Die meisten Schäden richteten demnach Mehrfachraketenwerfer etwa vom Typ BM-21 Grad an. Das britische Verteidigungsministerium veröffentlicht seit Beginn des russischen Angriffskriegs gegen die Ukraine Ende Februar unter Berufung auf Geheimdienstinformationen täglich Informationen zum Kriegsverlauf. Damit will die britische Regierung sowohl der russischen Darstellung entgegentreten als auch Verbündete bei der Stange halten. Moskau wirft London eine Desinformationskampagne vor.
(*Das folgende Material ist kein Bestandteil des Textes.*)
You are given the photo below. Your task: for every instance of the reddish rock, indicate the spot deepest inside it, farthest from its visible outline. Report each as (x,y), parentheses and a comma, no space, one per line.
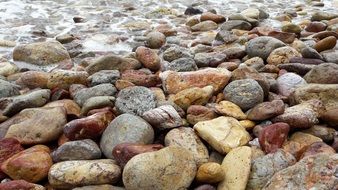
(273,136)
(125,151)
(90,127)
Atomkraftwerk Saporischschja weiter in russischer Hand
Das von russischen Truppen besetzte Atomkraftwerk Saporischschja bleibt nach Angaben der von Russland eingesetzten Verwaltung in Enerhodar unter russischer Kontrolle. Die Besatzungsverwaltung in der südukrainischen Stadt, in der das AKW liegt, reagiert damit auf Äußerungen des Chefs des ukrainischen Energieversorgers Energoatom. Dieser hatte am Sonntag gesagt, seit einigen Wochen erhalte man Informationen, wonach es Anzeichen dafür gebe, dass sich die russischen Truppen möglicherweise auf einen Rückzug vorbereiten. Er verwies auf russische Medienberichte, in denen eine mögliche Übergabe der Kontrolle über das AKW an die internationale Atomenergiebehörde IAEA als lohnenswert bezeichnet werde.
"Diese Informationen sind nicht wahr", erklärt dazu die Besatzungsverwaltung auf Telegram. Die Medien verbreiteten die falsche Information, dass Russland angeblich plane, sich aus Enerhodar zurückzuziehen und das AKW zu verlassen. Russland hat das AKW Saporischschja im März unter seine Kontrolle gebracht. Betrieben wird es weiterhin von ukrainischem Personal.
Sunak verspricht "dauerhafte britische Unterstützung"
Der neue britische Premierminister Rishi Sunak hält an den umfangreichen Hilfen für die Ukraine fest. In seiner ersten großen außenpolitischen Rede seit seinem Amtsantritt vor einem Monat bekennt er sich zu Großbritanniens internationaler Verantwortung. Das Land müsse "mehr tun, um seine Werte der Freiheit und Offenheit auf der Weltbühne zu verteidigen", heißt es in der von Downing Street auszugsweise veröffentlichten Grundsatzrede.
"Wir werden an der Seite der Ukraine stehen, solange das nötig ist. Und wir werden das Niveau unserer militärischen Hilfen im kommenden Jahr halten oder erhöhen. Und wir werden neue Hilfen für die Luftverteidigung geben", schreibt Sunak. Großbritannien ist mit umgerechnet 2,7 Milliarden Euro nach den USA das Land mit den größten Rüstungshilfen für die Ukraine.
"Russland verschleppt Getreide-Ausfuhren"
Die Ukraine beklagt beim Getreideexport verzögerte Schiffskontrollen durch Russland. "Es war üblich, 40 Inspektionen pro Tag durchzuführen, jetzt gibt es fünfmal weniger Kontrollen", schreibt der ukrainische Infrastrukturminister Olexander Kubrakow auf seiner offiziellen Facebook-Seite.
77 Schiffe warteten in der Türkei auf die Inspektionen, obwohl die drei Schwarzmeerhäfen nur zur Hälfte ausgelastet seien, schreibt Kubrakow weiter. Russland hatte die für die weltweiten Nahrungsmittel-Exporte wichtige Verlängerung des Getreide-Abkommens mit der Ukraine Mitte November bestätigt.
nob/uh/as/mak/rb/fw (AFP, AP, dpa, KNA, Reuters)
Dieser Artikel wird am Tag seines Erscheinens fortlaufend aktualisiert. Meldungen aus den Kampfgebieten lassen sich nicht unabhängig überprüfen.